Kirchentag: Kreuzberger Gemeinde lädt zum Streiten ein

Berlin (epd). Ganz in Kreuzberger Tradition wird die evangelische Emmaus-Ölberg-Gemeinde während des am Mittwoch beginnenden 36. Deutschen Evangelischen Kirchentags in Berlin ihren eigenen Weg gehen. Dem offiziellen Kirchentagsmotto „Die siehst mich!“ setzt die Gemeinde ein „auch im Streit!“ hinzu und lädt zwischen Donnerstag und Samstag in ein „Themenzentrum Streitkultur“ ein, dass nicht Bestandteil des offiziellen Kirchentags-Programms ist. Gestritten werden soll dabei über vieles, von Asylrecht und Gentrifizierung über die Rolle der Medien bis zu Frauenrechten, wie Gemeindepfarrer Jörg Machel dem Evangelischen Pressedienst (epd) sagte.

Auf dem Programm stehen Podien wie „Mit Luther, Marx und Papst – die kapitalistische Zivilisation überwinden“ unter anderem mit dem Thüringer Ministerpräsidenten Bodo Ramelow (Linke) und ein „Streit um die Garnisonkirche“ in Potsdam, deren geplanter Wiederaufbau auch innerkirchlich umstritten ist. Bei „Streiten für die Wahrheit! Die Rolle der Medien“ sitzen unter anderem die frühere Berliner Pröbstin Friederike von Kirchbach und Karsten Kammholz, Chefreporter bei der Funke Mediengruppe, auf dem Podium. Angekündigt werden zudem die Islamkritikerin und Frauenrechtlerin Seyran Ates, der Papst-Kritiker Eugen Drewermann und der Publizist Franz Alt.

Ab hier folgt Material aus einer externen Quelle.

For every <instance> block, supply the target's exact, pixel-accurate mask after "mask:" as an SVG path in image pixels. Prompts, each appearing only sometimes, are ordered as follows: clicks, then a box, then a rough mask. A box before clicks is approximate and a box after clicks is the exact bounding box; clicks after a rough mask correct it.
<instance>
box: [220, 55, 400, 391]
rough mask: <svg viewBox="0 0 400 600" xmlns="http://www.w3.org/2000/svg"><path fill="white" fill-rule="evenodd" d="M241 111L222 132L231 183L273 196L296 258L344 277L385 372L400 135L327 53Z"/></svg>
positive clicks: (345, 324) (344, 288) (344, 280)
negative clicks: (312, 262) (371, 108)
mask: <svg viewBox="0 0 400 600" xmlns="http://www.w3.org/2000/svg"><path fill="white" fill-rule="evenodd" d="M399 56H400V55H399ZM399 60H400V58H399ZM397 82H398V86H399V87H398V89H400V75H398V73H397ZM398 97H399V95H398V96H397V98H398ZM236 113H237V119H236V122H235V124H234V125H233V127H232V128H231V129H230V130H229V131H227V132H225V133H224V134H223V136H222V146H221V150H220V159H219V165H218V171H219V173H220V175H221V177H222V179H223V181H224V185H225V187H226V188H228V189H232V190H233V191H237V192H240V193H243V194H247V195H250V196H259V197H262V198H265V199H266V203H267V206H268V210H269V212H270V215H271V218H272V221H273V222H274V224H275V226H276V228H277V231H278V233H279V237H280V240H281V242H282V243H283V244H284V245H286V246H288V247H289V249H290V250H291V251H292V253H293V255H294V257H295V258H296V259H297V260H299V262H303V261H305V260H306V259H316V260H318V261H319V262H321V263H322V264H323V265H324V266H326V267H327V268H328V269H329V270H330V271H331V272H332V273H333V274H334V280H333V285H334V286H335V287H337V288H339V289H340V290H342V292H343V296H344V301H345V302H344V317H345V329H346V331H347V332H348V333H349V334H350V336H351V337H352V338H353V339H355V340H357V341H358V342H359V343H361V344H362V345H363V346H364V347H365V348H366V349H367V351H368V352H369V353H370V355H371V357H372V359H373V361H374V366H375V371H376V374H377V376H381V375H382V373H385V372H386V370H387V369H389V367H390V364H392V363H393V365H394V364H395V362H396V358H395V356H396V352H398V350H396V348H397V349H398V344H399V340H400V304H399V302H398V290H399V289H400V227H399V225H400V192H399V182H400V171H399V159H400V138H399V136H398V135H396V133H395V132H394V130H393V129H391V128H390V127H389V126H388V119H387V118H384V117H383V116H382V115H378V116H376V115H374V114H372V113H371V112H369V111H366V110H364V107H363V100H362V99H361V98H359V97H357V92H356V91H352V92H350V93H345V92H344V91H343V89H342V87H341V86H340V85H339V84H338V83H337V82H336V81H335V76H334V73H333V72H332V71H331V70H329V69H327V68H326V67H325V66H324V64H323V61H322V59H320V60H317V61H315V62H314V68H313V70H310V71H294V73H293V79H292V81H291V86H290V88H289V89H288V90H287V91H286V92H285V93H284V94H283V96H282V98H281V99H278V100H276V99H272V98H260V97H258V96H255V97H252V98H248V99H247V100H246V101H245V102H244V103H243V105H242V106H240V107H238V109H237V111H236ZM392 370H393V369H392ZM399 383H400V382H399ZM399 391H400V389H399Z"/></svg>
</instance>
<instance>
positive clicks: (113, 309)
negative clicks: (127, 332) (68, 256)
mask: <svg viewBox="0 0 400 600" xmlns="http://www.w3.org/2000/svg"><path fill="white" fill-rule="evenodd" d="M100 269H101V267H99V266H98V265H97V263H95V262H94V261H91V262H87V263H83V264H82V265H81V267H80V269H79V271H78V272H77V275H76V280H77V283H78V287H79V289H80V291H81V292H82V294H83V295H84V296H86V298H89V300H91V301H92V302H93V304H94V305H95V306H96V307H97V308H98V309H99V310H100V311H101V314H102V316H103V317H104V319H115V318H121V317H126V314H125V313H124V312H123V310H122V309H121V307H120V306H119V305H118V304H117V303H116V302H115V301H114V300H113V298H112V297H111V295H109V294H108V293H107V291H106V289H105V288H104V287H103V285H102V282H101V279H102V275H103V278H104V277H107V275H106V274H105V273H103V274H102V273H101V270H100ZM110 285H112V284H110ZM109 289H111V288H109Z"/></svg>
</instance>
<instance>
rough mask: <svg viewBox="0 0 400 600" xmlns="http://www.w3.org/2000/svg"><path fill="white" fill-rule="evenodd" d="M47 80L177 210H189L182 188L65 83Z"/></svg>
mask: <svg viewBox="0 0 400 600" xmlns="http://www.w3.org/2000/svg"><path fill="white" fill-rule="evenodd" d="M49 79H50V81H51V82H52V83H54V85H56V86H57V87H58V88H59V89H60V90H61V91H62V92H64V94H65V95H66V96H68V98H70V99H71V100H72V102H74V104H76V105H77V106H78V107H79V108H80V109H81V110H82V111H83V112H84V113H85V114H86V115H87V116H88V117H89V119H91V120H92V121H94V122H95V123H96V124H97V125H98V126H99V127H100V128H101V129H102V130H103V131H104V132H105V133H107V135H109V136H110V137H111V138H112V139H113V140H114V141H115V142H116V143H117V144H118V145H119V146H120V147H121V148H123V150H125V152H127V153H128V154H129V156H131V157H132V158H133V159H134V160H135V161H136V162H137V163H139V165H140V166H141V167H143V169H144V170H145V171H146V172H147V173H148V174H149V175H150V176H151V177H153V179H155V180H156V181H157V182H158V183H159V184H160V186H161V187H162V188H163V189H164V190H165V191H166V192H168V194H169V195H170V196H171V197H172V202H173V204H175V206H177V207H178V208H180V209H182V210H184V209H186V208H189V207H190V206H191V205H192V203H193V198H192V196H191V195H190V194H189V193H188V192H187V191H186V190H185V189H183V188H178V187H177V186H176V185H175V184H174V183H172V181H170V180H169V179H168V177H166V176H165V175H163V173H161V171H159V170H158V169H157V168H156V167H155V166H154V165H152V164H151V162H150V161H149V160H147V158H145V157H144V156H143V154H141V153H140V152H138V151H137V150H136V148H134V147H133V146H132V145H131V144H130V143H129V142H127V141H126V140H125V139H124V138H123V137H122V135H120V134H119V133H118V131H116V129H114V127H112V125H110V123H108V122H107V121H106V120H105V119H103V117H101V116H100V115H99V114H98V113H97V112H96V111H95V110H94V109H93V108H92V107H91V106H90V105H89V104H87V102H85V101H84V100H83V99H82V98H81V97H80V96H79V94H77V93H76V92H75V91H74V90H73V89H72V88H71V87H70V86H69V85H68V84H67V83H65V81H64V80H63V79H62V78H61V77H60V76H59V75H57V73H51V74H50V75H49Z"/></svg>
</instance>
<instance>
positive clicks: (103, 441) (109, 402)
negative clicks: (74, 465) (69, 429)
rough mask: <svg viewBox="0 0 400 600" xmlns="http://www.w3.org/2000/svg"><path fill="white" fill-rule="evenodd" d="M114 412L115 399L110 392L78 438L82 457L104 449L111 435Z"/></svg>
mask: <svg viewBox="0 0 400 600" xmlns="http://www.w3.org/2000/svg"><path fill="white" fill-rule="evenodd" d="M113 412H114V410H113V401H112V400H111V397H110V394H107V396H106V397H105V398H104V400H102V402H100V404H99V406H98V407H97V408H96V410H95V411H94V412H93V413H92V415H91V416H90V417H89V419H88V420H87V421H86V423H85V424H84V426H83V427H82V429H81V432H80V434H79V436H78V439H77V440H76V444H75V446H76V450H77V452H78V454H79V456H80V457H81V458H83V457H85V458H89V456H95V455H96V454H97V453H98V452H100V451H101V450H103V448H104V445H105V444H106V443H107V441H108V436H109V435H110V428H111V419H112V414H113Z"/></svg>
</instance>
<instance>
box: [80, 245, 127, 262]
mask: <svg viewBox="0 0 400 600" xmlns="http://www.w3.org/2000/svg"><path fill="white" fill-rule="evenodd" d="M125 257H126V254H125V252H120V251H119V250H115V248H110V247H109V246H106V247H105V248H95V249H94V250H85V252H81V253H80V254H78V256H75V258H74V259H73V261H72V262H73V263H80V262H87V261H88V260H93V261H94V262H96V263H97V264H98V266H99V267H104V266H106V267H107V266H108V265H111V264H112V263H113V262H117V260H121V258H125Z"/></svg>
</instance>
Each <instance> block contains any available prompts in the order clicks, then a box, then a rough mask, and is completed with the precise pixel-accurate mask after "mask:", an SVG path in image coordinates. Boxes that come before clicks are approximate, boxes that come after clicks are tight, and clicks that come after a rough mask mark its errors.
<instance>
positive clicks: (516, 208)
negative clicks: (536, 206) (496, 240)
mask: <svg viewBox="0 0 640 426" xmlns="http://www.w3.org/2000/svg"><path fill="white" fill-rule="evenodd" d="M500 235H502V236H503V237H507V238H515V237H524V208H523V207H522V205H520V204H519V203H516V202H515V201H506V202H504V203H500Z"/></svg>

Das erweiterte Kirchentagsmotto sei eine Ansage an die Weltlage, sagte Gemeindepfarrer Machel der „tageszeitung“ (Montag). „Wir denken, dass Streit nötig ist, er muss bloß nach bestimmten Regeln erfolgen.“ Mit dem „Streitzentrum“ gehe es auch nicht darum, sich von der anderen Kirchenlandschaft zu distanzieren. Um Teil des offiziellen Kirchentags-Programms zu werden, hätten „x Anträge“ gestellt und jede einzelne Veranstaltung von Gremien beschlossen werden müssen. „An dieser Stelle sind wir als Kreuzberger zu freiheitsliebend“, sagte Machel.